We have long wanted to publish an edition of John Clare’s The Shepherd’s Calendar, to be illustrated with engravings by Andy English. Andy has long wanted to illustrate this jewel of pastoral and romantic poetry, and the project has been the subject of many conversations over the past ten years. This will certainly come along in the future, but at the moment we have no more details to offer.

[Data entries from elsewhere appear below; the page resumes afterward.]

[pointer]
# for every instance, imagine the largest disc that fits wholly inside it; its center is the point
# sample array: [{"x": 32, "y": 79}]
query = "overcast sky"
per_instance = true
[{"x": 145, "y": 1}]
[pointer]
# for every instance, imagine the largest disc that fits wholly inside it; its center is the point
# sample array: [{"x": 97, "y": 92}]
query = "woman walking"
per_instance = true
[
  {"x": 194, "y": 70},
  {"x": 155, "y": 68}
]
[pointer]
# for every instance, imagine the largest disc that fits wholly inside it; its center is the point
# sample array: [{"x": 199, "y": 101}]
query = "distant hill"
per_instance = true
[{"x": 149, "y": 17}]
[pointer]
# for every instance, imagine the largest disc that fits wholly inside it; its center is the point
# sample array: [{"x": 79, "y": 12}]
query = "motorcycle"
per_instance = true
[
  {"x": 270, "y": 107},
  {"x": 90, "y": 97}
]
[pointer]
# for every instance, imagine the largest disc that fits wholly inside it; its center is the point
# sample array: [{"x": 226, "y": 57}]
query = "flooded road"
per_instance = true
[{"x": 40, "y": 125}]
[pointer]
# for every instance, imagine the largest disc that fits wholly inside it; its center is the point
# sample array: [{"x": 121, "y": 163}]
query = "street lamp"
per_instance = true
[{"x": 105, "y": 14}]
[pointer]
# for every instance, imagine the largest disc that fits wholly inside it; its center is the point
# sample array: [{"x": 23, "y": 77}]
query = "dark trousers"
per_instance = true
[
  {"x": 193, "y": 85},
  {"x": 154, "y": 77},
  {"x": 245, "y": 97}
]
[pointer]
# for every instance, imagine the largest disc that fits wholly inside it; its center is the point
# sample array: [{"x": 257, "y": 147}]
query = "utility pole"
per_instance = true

Ovid – Englished by Arthur Golding

And of course – beyond all these there looms, tantalizingly, our planned edition of Ovid’s Metamorphoses in the 1567 ‘Englishing’ of Arthur Golding, with engravings by Peter Lazarov, about which we – and Peter – are very excited. This will be another major work in at least two volumes. The text is fascinating, written in high style in ‘fourteeners’, a favourite largely pre-Shakespearean meter. As fourteeners are difficult for a modern reader to sound out without galumphing, we intend gathering a group of professional actors to record several of the best known stories from the Metamorphoses in Golding’s version. These will probably include Daphne and Apollo, Echo and Narcissus, Pyramus and Thisbe(!), Actaeon and Artemis, and one or two others. We imagine this will inspire readers of the book to read the poem for themselves with greater ease and subtlety.

We have had several conversations already with Peter Lazarov about the illustrations, and anticipate extraordinary results.

We will continue to post news of ongoing developments here, with the hope that something irresistible will catch the unsuspecting eye.